Mario Andretti took pole from James Hunt, with an all-Swedish second row of Ronnie Peterson and Gunnar Nilsson behind them. Ferrari failed to find the right set-up and Carlos Reutemann and Villeneuve languished down the field.

Andretti immediately took the lead and made untroubled progress. He led for 76 of the 78 laps, aside from a brief interlude on the 60th lap, only for his engine to pack in and allow Scheckter to take the win. Patrick Depailler brought his six-wheel Tyrrell home in second despite feeling very groggy from fumes from his leaking engine.

Hunt, meanwhile, again found himself at odds with another driver, this time his team-mate Jochen Mass. On the 61st lap Hunt collided with Mass, and while Mass went on to take third, Hunt was eliminated. He stood by the side of the track angrily gesticulating at Mass each time he passed. When a marshal tried to usher Hunt away from the side of the track he was felled by a right hook to the chin.

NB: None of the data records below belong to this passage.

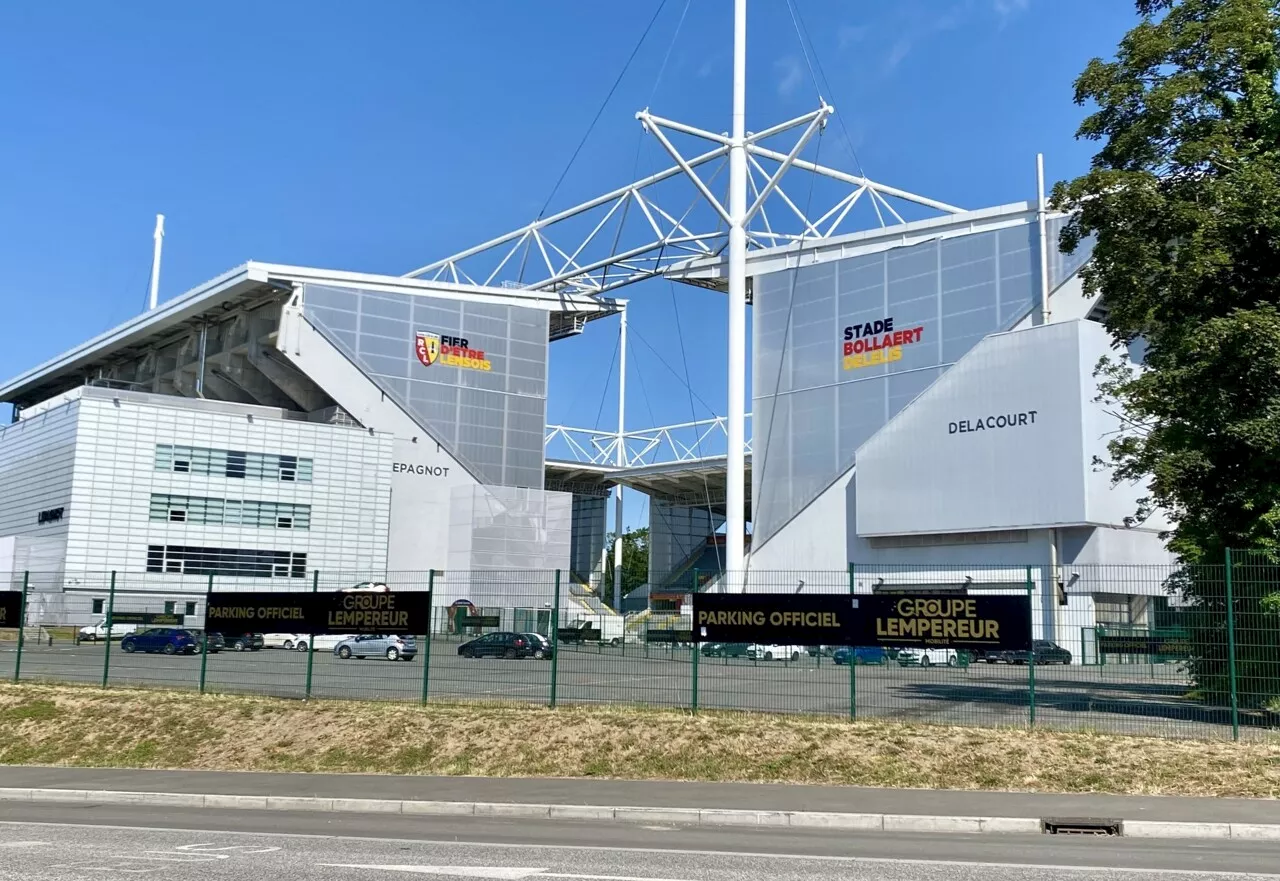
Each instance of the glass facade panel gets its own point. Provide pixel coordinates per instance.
(476, 382)
(841, 347)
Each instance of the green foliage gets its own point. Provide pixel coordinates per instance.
(1183, 204)
(635, 561)
(1183, 201)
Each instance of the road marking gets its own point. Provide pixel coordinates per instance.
(693, 852)
(510, 873)
(464, 871)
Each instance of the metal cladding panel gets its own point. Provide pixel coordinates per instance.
(484, 400)
(814, 402)
(995, 443)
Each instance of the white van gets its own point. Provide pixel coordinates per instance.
(97, 631)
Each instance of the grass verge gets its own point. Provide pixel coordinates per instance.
(144, 729)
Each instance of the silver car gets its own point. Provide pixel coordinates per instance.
(370, 646)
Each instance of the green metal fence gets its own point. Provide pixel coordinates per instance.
(1138, 649)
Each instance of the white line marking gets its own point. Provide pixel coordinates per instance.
(691, 852)
(464, 871)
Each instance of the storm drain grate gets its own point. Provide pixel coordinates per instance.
(1080, 826)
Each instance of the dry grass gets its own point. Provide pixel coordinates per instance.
(90, 727)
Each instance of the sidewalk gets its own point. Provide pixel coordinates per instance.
(673, 797)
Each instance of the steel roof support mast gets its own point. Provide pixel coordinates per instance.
(735, 528)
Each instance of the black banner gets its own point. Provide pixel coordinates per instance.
(974, 621)
(1168, 646)
(775, 619)
(319, 614)
(10, 608)
(150, 619)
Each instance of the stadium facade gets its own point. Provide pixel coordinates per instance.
(924, 410)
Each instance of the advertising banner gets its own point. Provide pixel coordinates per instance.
(147, 619)
(10, 608)
(319, 614)
(775, 619)
(990, 622)
(1169, 646)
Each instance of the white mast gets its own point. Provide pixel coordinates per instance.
(735, 526)
(155, 260)
(621, 460)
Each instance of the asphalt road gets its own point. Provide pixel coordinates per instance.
(46, 841)
(1129, 698)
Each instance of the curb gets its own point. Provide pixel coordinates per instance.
(864, 822)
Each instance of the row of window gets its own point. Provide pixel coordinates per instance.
(183, 560)
(232, 464)
(229, 511)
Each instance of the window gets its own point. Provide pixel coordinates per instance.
(225, 561)
(237, 464)
(229, 511)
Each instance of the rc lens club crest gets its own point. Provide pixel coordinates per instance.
(428, 347)
(449, 351)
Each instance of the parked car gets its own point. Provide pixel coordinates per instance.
(929, 657)
(215, 640)
(283, 640)
(725, 649)
(1043, 649)
(499, 644)
(97, 631)
(161, 639)
(243, 642)
(371, 646)
(775, 652)
(542, 646)
(860, 654)
(323, 643)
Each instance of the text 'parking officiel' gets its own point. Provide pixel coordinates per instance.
(919, 619)
(360, 611)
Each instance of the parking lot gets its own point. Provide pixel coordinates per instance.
(1120, 698)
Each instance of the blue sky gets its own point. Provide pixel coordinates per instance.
(382, 136)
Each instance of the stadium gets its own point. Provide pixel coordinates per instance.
(924, 414)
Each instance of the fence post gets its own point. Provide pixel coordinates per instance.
(554, 638)
(204, 656)
(426, 649)
(696, 649)
(110, 611)
(1230, 649)
(1031, 654)
(853, 661)
(311, 639)
(22, 625)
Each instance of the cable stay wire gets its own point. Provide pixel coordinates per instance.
(803, 33)
(782, 360)
(608, 97)
(698, 436)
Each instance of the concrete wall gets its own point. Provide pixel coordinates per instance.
(117, 473)
(423, 474)
(37, 457)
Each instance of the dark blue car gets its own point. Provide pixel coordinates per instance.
(862, 654)
(161, 639)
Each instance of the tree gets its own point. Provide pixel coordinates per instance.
(1183, 202)
(635, 561)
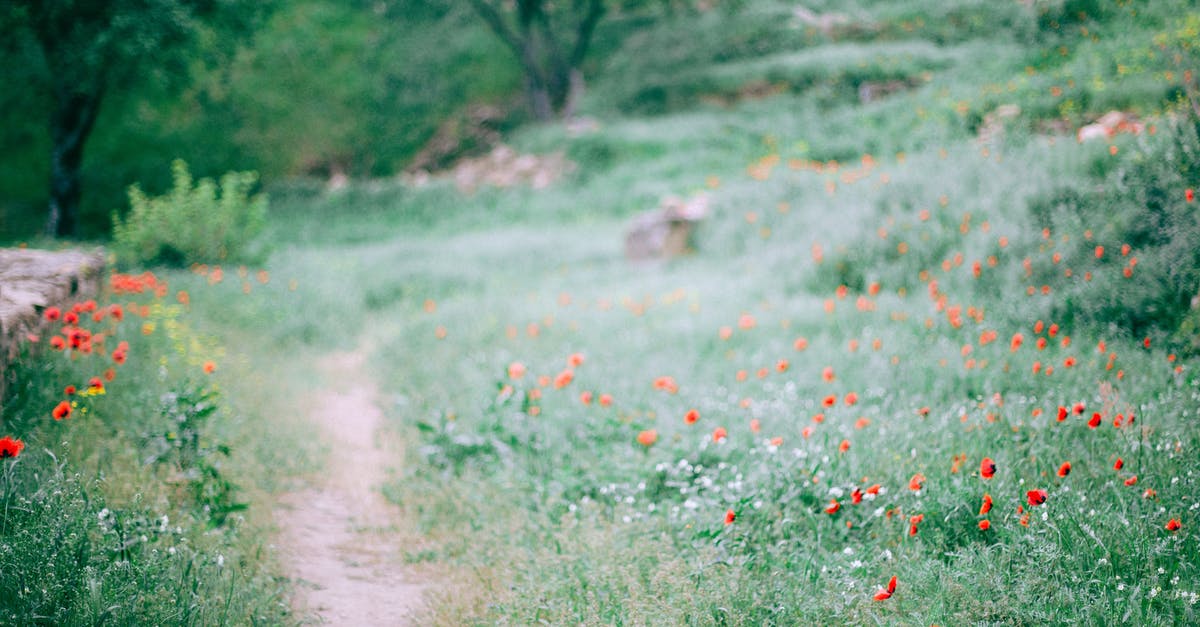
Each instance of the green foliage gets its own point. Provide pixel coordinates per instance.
(1150, 287)
(121, 512)
(202, 224)
(183, 443)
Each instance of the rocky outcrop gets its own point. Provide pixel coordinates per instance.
(666, 231)
(30, 281)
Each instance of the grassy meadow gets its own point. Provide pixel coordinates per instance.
(897, 352)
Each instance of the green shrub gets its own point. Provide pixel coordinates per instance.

Hunt was fined $2000 for the punch and $750 for returning to the pits by walking along the side of the track.

Scheckter's win was an excuse for Canadian celebrations. Team owner Walter Wolf was a Canadian citizen and the car sported the maple leaf logo.

There was less to cheer about as far as the enthusiastic Villeneuve was concerned as he was the last of the 12 finishers after spinning off several times.